Core Values Reflection on the Connecticut Common Core of


Teaching

Section I, “Composing, Responding, and Interpreting,” of the


English Language Arts specific area of the Connecticut Common Core
of Teaching reads: English language arts teachers use their knowledge
of the ways people use understandings through reading and writing,
speaking and listening, viewing and acting, when they design
instruction, interpret student performance and evaluate their teaching
to help students reach understandings. (CSDE, 1999, p. 17)

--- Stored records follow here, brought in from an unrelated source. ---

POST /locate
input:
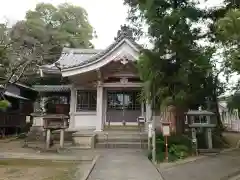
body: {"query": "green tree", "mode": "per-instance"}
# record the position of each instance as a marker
(178, 71)
(228, 33)
(51, 28)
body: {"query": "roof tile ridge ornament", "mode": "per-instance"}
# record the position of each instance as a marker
(124, 32)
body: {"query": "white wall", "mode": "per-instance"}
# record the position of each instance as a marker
(86, 120)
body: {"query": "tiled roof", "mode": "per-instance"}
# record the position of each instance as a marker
(95, 57)
(52, 88)
(72, 57)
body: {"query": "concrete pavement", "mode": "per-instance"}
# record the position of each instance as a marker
(219, 167)
(124, 164)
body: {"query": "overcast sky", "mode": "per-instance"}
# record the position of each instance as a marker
(105, 16)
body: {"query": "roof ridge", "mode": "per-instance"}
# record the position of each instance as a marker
(81, 50)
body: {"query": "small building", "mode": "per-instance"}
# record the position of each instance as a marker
(21, 98)
(103, 85)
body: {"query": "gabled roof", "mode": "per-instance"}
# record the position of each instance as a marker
(52, 88)
(72, 58)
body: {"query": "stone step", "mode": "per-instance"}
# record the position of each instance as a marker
(208, 151)
(122, 139)
(113, 145)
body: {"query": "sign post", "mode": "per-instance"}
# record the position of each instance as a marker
(166, 134)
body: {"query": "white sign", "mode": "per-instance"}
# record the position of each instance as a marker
(166, 130)
(150, 130)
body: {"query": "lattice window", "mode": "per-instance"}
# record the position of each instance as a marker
(128, 100)
(86, 100)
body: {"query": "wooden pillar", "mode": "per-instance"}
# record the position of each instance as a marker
(72, 108)
(62, 138)
(99, 123)
(209, 138)
(48, 139)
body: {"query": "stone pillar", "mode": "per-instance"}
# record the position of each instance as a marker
(209, 138)
(43, 103)
(99, 123)
(61, 138)
(72, 108)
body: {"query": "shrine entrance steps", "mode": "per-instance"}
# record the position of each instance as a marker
(121, 139)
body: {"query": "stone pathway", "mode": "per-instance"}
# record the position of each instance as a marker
(121, 164)
(219, 167)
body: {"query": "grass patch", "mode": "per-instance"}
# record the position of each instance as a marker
(33, 169)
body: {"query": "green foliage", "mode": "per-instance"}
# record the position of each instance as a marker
(228, 32)
(177, 71)
(4, 104)
(179, 147)
(39, 39)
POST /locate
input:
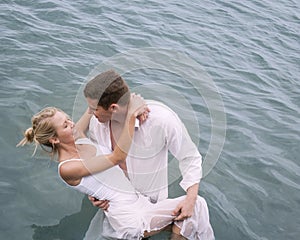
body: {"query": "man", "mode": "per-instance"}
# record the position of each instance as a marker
(146, 165)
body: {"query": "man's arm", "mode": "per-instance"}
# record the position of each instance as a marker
(190, 164)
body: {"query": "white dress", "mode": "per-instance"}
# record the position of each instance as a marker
(130, 213)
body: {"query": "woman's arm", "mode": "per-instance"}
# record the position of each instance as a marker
(82, 125)
(75, 170)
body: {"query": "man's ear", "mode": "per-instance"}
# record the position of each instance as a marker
(113, 107)
(54, 140)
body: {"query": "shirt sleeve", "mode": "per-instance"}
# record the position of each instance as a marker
(184, 150)
(93, 130)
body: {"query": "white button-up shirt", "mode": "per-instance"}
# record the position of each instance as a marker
(147, 160)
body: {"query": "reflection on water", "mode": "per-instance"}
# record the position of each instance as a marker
(71, 227)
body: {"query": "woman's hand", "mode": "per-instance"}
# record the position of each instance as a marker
(103, 204)
(138, 107)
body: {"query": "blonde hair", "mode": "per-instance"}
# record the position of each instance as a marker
(41, 131)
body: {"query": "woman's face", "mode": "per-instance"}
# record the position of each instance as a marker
(64, 127)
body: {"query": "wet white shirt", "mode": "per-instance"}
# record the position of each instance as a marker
(147, 161)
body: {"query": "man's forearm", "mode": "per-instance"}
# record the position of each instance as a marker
(192, 192)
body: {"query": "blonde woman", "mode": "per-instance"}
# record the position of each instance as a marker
(94, 170)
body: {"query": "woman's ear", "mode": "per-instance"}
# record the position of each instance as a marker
(113, 108)
(54, 140)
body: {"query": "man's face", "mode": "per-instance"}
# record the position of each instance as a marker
(99, 112)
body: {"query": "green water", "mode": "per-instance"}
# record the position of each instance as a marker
(251, 51)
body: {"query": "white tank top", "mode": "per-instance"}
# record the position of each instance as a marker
(111, 184)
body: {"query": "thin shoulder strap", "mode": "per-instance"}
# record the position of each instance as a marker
(69, 160)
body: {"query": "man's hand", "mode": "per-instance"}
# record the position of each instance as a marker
(103, 204)
(186, 207)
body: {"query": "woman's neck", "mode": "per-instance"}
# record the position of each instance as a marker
(67, 152)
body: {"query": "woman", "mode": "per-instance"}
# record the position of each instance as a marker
(82, 165)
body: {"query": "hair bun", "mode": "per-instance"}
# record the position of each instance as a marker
(29, 134)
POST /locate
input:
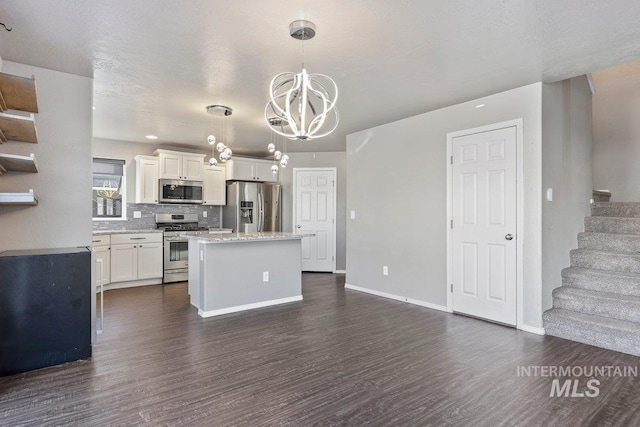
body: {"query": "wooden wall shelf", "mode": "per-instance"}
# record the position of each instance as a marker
(16, 163)
(18, 199)
(18, 93)
(18, 128)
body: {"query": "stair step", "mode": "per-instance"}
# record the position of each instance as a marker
(605, 304)
(608, 261)
(618, 335)
(609, 242)
(611, 224)
(603, 281)
(616, 209)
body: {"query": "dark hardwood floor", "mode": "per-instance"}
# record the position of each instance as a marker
(340, 357)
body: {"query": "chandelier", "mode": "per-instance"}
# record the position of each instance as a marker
(304, 102)
(219, 145)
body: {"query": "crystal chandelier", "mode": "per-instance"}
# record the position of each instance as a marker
(219, 145)
(304, 102)
(275, 146)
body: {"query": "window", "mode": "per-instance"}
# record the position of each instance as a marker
(109, 189)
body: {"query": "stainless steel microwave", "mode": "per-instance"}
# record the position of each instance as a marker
(179, 191)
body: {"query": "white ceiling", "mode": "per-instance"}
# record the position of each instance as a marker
(156, 64)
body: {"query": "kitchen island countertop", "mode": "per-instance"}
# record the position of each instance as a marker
(248, 237)
(103, 232)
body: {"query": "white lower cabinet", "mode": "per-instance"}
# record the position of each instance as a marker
(136, 257)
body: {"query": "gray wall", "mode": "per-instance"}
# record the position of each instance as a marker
(567, 169)
(337, 160)
(396, 183)
(616, 137)
(63, 153)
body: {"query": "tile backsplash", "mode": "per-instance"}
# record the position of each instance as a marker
(148, 219)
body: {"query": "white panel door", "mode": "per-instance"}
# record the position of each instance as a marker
(315, 213)
(484, 225)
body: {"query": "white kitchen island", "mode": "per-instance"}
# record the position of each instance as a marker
(238, 271)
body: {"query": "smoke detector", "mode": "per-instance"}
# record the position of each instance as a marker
(302, 29)
(219, 110)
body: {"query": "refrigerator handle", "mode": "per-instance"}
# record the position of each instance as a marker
(260, 214)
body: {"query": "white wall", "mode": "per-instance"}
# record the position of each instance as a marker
(616, 137)
(396, 183)
(336, 160)
(567, 169)
(63, 153)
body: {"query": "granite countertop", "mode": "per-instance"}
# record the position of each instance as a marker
(104, 232)
(249, 237)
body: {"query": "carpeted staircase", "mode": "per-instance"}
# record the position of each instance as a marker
(599, 300)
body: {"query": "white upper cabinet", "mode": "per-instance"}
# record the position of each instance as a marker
(147, 172)
(214, 186)
(177, 165)
(244, 169)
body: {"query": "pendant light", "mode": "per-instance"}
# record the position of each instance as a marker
(218, 144)
(306, 103)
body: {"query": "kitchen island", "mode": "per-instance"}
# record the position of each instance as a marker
(241, 271)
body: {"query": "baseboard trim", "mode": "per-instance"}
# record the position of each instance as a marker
(131, 284)
(532, 329)
(245, 307)
(397, 298)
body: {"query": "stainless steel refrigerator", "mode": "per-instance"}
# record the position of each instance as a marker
(253, 207)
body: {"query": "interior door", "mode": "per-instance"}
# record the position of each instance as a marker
(315, 212)
(484, 225)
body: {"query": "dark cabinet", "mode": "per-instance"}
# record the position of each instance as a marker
(45, 308)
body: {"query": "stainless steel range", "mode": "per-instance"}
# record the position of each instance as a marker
(176, 245)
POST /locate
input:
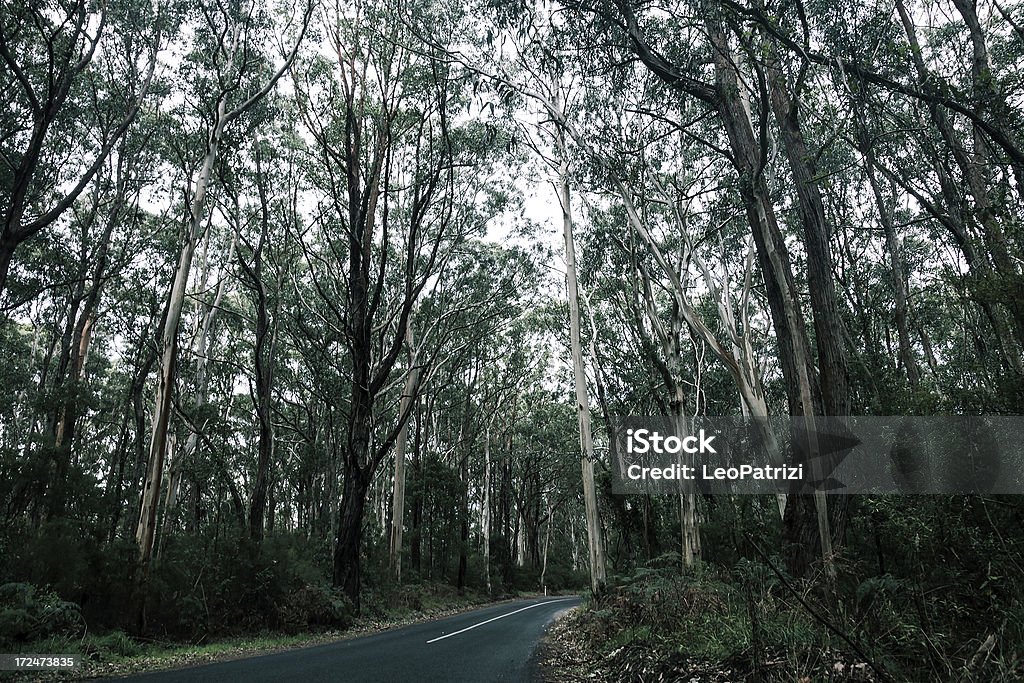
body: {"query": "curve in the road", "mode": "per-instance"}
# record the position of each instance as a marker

I chose this section to examine because of the use of the word


“understandings” throughout it. As teachers we have to be careful how
we use the term “understand” as an evaluative assessment as alone it
is broad and vague. This section really addresses two different ideas.
First, the section assumes that teachers apply their knowledge of ways
students exemplify their understandings through various measures
when designing objectives and lesson plans. Additionally, part of
Section I also addresses the idea of students reaching their full
understandings. But this is where we need further definition of
“understandings.” Wiggins and McTighe (2005) assert, “Understanding
is about transfer, in other words. To be truly able requires the ability to
transfer what we have learned to new and sometimes confusing
settings” (p. 40). So, the Core implies what knowledge teachers should
be using in their curriculum design but as teachers how do we really
measure our students’ true understandings or measure transfers of
knowledge?

As teachers design and implement lesson plans and activities


based on goals and objectives, it is also important to acknowledge that
students may learn in different ways and may exemplify
“understanding” in different ways as well. The concept of
Differentiated Instruction can help guide teachers to adjust activities to
various types of learners and/or culture differentials. As a pre-service
high school English teacher, I feel that true understanding may begin
to be measured in various forms. As the Section I standard suggests, I,
as the teacher, am responsible to rely on my background and
knowledge to effectively assess my students’ understandings. This
assessment can happen informally through class discussions and group
work as well as formally through interpretation questions on tests and
paper assignments that ask students to analyze, explore, and transfer
their ideas in sometimes frightening but enlightening ways.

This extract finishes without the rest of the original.